3.2. Study of Antibacterial Activity

As shown in Table 3, the pathogenic strain E. coli MZ474969 was resistant to penicillin and nalidixic acid, but sensitive to gentamicin, Levofloxacin, and Norfloxacin. Antibiograms also prove that the pathogenic strains S. aureus MZ475010 and MZ475016 have significant resistance to antibiotics belonging to the family of aminosides represented by gentamicin and kanamycin, as well as to antibiotics belonging to the beta-lactam family, such as oxacillin and erythromycin, an antibiotic belonging to the macrolide family.

3.3. Antibacterial Activity of the Bacillus sp. Crude Biosurfactant and Nanoemulsions

The antibacterial potency of Bacillus sp. crude biosurfactants and nanoemulsions was evaluated through assessing the minimum inhibitory concentration (MIC) and minimum bactericidal concentration against the test pathogens. The MIC values of Bacillus sp. crude biosurfactant ranged from 4 to 2 mg/mL, and the MBC values were found to be two times higher than the MIC values (Table 4). In turn, the values of BNE1% and BNE3.33% MIC ranged from 2.5 to 1.25 mg/mL and from 0.26 to 0.13 mg/mL, respectively. However, the MBC values ranged from 5 to 2.5 mg/mL for BNE1% and 0.5 mg/mL for BNE3.33%.
The different formulations of biosurfactant in combination with antibiotics, such as ampicillin and oxacillin, led to an increase in the sensitivity of all strains toward antibiotic-resistant strains. BNE1% and 3.33% remained more effective at lower concentrations than crude biosurfactant did (Table 4).

3.4. Antibiofilm Potential of the Bacillus sp. Crude Biosurfactant and Nanoemulsions

The antibiofilm potential of Bacillus sp. crude biosurfactants and nanoemulsions was determined according to their ability to alter the preformed biofilms of the pathogenic strains and inhibit their adhesion to the surface. Our results showed a pronounced antibiofilm effect of the biosurfactant on all the bacteria. This effect was enhanced with nanoemulsions compared to crude biosurfactants. Indeed, for S. aureus MZ475010, the optical density was reduced from 0.45 to 0.3 following treatment with crude biosurfactant. This decrease was accentuated following treatments with BNE1% (OD570 nm = 0.12) and BNE3.33% (OD570 nm = 0.19). Similarly, for the E. coli strain MZ474969, the two BNEs showed a much-improved antibiofilm effect compared to that exerted by the crude biosurfactant (Figure 2).
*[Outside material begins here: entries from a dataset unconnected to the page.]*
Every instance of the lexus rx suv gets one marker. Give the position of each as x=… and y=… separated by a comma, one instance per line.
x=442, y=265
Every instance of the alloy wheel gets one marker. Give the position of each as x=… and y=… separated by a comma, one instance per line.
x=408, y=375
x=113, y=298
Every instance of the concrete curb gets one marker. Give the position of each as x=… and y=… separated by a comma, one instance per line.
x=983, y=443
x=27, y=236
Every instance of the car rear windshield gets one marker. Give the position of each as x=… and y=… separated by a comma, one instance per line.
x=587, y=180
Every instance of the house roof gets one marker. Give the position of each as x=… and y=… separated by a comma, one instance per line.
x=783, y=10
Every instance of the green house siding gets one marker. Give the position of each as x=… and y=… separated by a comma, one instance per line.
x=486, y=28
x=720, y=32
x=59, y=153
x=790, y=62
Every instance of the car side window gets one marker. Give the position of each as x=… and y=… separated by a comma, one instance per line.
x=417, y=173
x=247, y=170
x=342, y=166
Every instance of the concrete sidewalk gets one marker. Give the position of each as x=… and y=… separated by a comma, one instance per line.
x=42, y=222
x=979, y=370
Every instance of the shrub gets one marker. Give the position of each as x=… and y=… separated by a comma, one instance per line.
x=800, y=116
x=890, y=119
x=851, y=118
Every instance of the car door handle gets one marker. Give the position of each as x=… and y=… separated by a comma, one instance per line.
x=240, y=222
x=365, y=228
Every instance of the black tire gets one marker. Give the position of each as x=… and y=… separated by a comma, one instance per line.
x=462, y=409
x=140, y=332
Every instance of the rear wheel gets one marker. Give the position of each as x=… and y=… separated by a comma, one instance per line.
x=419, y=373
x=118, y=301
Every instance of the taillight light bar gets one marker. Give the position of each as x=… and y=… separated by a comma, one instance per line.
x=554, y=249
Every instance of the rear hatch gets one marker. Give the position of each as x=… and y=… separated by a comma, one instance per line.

3.5. Effect of Bacillus sp. Crude Biosurfactant and Nanoemulsions on Cell Surface Hydrophobicity

After treatment of the strains tested with the various formulations based on biosurfactants, the results showed a decrease in the percentage of hydrophobicity for certain strains that changed character and became hydrophilic. Indeed, in the S. aureus MZ475016 strain, the percentage of hydrophobicity was approximately 60% (highly hydrophobic) and 20% (hydrophilic) following treatment (Figure 3). Compared with the crude biosurfactant, the nanoemulsions demonstrated a greater effect, of which BNE1% sometimes showed a greater effect than BNE3.33% in most strains.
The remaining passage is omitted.